Saturday, September 13, 2003


I just saw Jerry Seinfeld's "Comedian," which, in addition to indicating how incredibly assful nightclub audiences can be, actually contained some great wisdom. Jerry was speaking with a young (also assful, come to think of it) comedian who was fretting over where he was in his career.... or, to be more specific, where he wasn't. "I see my friends working on Wall Street," he says, "and they have jobs and families and careers, and I think about how little progress I"ve made, and I get worried." And you know what Seinfeld said? He made this "What are you talking about" face and said, "What are you talking about? Wall Street? What does that have to do with anything?"
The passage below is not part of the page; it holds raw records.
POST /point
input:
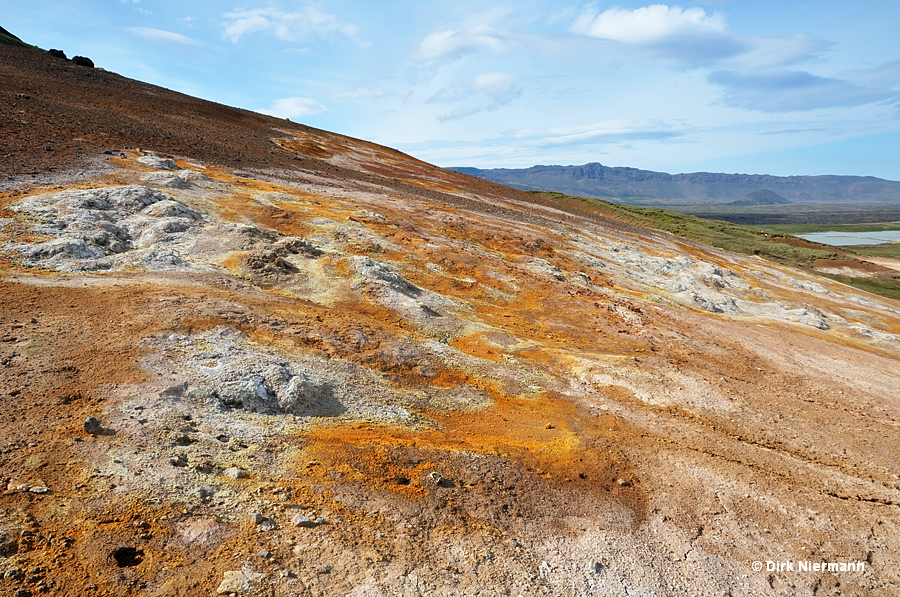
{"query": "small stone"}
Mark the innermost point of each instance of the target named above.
(239, 581)
(303, 521)
(265, 525)
(91, 426)
(235, 473)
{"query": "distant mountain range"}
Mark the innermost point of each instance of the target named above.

"It is good for me to hear this," I said, for indeed, the fact that the great majority of my friends are normal and settled and reproducing doesn't mean that there's anything wrong with where I am now. What I do is completely separate from their goals, and I can't measure my writing career by, say, the standards of those for an ad executive.

Seinfeld told a story about a jazz band whose airplane crashed in a field, and they had to hoist their instruments and go walking through the snow to get to their gig. And they passed a house where a cozy little family sat in a Normal Rockwell scene-- mother, father, dog, fireplace, 2.5 kids, the works. And one of the musicians said, "Why would anyone want to live like that?"